Option non blocking registration at gateway

Bogdan Brezuica

I have the same issue with a gas sensor. I would really like the buzzer to sound even if the gateway is unreachable. Letting the home automation know there is a gas leak in order to take other measures wold be optimal but sounding the alarm is mandatory.

hek

It's only during startup the node does a handshake with the parent node (which can be disabled using MY_TRANSPORT_DONT_CARE_MODE in dev branch). During normal operation the library never block even if communication link is down.

tekka

Important: enabling MY_TRANSPORT_DONT_CARE_MODE requires setting MY_PARENT_NODE_ID

eric_smid

Great this option is available!
Is it possible to let the node use the last used parent, instead of configuring the parent?

tekka

@eric_smid No, not in the current implementation

TheoL

@hek Just curious. How important is the handshake? Because if it's important I think it would be a good option, to let node's do a delayed hand shake when the initial one fails. So that they can continue, but just won't use the my sensors part until a delayed handshake is done.
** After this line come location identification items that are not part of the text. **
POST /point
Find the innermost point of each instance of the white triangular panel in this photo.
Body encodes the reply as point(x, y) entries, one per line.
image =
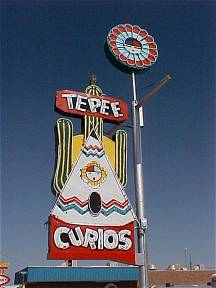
point(93, 173)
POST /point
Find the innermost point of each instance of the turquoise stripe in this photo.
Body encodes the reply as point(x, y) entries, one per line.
point(115, 209)
point(103, 211)
point(72, 206)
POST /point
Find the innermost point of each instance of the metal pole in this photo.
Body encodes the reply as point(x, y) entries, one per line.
point(186, 262)
point(139, 189)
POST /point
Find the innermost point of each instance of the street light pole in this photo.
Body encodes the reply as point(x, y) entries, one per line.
point(139, 188)
point(138, 177)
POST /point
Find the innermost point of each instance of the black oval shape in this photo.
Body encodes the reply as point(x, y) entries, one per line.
point(95, 203)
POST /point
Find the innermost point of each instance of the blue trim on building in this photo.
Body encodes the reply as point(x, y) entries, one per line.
point(74, 274)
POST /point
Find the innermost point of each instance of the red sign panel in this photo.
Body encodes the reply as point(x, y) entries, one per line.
point(91, 242)
point(4, 279)
point(74, 102)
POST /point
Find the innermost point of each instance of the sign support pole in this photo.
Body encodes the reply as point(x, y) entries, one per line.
point(139, 188)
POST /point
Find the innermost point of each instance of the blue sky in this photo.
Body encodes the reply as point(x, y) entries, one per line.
point(52, 45)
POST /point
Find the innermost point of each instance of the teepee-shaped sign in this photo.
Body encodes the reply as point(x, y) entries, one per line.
point(92, 217)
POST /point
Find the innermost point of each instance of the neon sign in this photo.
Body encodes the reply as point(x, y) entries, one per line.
point(92, 217)
point(73, 102)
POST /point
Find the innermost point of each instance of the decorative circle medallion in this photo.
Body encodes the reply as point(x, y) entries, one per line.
point(93, 174)
point(131, 48)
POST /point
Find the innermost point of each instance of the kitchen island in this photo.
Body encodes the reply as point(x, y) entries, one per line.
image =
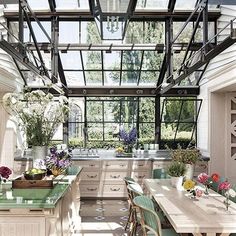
point(41, 212)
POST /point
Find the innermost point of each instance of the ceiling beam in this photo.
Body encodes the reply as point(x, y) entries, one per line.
point(230, 40)
point(139, 15)
point(138, 91)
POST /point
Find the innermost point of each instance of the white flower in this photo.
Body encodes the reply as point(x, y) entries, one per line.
point(231, 193)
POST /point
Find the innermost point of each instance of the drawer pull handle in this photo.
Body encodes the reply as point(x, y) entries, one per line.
point(114, 176)
point(92, 176)
point(140, 176)
point(91, 189)
point(115, 189)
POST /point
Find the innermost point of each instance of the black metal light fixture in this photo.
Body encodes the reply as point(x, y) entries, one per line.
point(112, 17)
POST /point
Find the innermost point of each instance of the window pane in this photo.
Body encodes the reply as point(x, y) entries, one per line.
point(111, 131)
point(94, 111)
point(112, 111)
point(147, 110)
point(95, 131)
point(147, 131)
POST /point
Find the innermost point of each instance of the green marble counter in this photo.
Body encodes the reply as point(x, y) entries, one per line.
point(37, 198)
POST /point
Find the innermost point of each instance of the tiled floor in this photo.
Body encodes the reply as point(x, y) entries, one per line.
point(103, 218)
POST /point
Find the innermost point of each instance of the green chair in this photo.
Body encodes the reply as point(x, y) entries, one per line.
point(150, 221)
point(134, 190)
point(159, 174)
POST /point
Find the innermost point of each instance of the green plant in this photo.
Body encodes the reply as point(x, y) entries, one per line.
point(176, 169)
point(187, 156)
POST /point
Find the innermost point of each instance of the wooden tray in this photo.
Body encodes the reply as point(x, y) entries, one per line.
point(23, 183)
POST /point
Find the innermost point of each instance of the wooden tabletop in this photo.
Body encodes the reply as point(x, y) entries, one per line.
point(206, 214)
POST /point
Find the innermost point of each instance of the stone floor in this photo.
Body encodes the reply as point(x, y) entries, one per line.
point(103, 217)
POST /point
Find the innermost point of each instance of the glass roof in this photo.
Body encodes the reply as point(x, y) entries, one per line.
point(89, 61)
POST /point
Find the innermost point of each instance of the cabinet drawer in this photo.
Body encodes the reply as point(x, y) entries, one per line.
point(89, 190)
point(140, 175)
point(114, 176)
point(117, 165)
point(141, 165)
point(115, 190)
point(88, 165)
point(160, 164)
point(21, 166)
point(89, 176)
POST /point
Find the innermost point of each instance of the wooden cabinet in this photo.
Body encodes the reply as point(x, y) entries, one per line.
point(104, 178)
point(22, 165)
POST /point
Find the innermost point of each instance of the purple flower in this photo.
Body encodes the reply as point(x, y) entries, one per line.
point(5, 172)
point(130, 137)
point(58, 159)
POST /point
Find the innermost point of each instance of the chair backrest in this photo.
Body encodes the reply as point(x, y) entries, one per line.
point(149, 218)
point(159, 174)
point(129, 180)
point(135, 190)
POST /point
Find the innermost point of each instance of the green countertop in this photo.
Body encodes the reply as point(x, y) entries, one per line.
point(37, 198)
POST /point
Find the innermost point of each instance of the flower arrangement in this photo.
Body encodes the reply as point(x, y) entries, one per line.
point(58, 160)
point(187, 156)
point(189, 185)
point(5, 172)
point(38, 114)
point(226, 190)
point(129, 138)
point(207, 180)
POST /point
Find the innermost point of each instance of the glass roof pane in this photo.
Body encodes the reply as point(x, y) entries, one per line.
point(149, 78)
point(131, 60)
point(66, 29)
point(185, 5)
point(92, 60)
point(129, 77)
point(41, 37)
point(93, 77)
point(72, 4)
point(153, 4)
point(152, 60)
point(112, 60)
point(112, 78)
point(38, 5)
point(74, 78)
point(71, 60)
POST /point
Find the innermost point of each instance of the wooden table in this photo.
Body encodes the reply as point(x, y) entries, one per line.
point(206, 214)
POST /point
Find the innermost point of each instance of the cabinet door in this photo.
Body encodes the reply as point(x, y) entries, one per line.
point(20, 166)
point(144, 165)
point(115, 165)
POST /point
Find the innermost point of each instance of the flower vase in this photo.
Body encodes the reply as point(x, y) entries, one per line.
point(206, 192)
point(129, 149)
point(57, 171)
point(226, 202)
point(39, 152)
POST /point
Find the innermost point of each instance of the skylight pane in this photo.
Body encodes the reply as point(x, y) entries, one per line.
point(71, 60)
point(38, 5)
point(74, 78)
point(112, 60)
point(112, 78)
point(93, 77)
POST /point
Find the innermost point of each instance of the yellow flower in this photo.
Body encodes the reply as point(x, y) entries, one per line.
point(188, 184)
point(120, 149)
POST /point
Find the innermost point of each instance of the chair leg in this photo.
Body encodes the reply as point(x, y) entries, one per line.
point(129, 218)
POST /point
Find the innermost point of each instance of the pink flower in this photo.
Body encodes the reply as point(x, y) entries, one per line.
point(5, 172)
point(224, 185)
point(199, 192)
point(203, 178)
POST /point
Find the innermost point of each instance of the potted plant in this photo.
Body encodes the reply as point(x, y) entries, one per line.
point(188, 156)
point(176, 170)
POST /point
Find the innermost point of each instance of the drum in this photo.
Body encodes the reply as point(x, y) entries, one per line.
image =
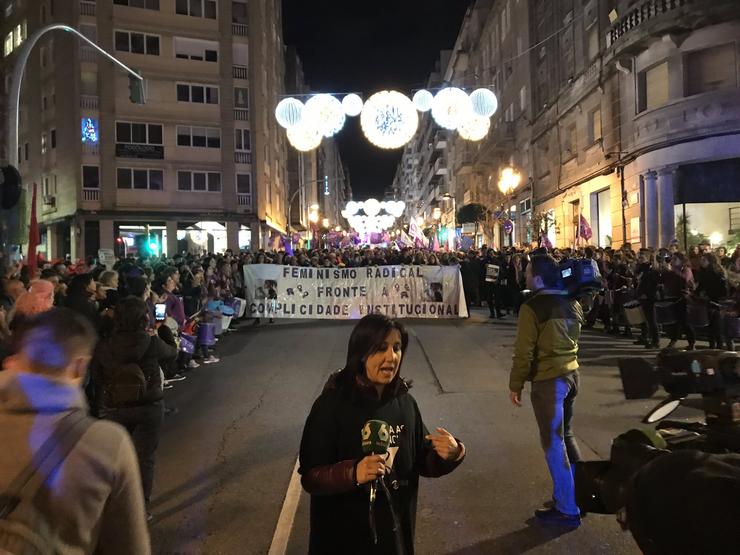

A delayed hand shake would only be needed when there's a power cut.

Heizelmann

Coming from this thread, where I learned that an implementation of this feature is in progress.

In my opinion it is an essential architectural feature. Reasons for this you can see above.

Here I summarize what I think is necessary:

General requirements

Devices should work independently from the gateway
Enter loop() even if gateway is not reachable
Buffering of messages not necessary. Its up to the user to implement this.

Needed functionality

retrieve available gateways (gets a list of available gateways)
request to register ( gets success or failure with reason)
de-register ( gets success or failure with reason)

DavidZH

@Heizelmann

I've been thinking about his as well. Probably for different reasons though.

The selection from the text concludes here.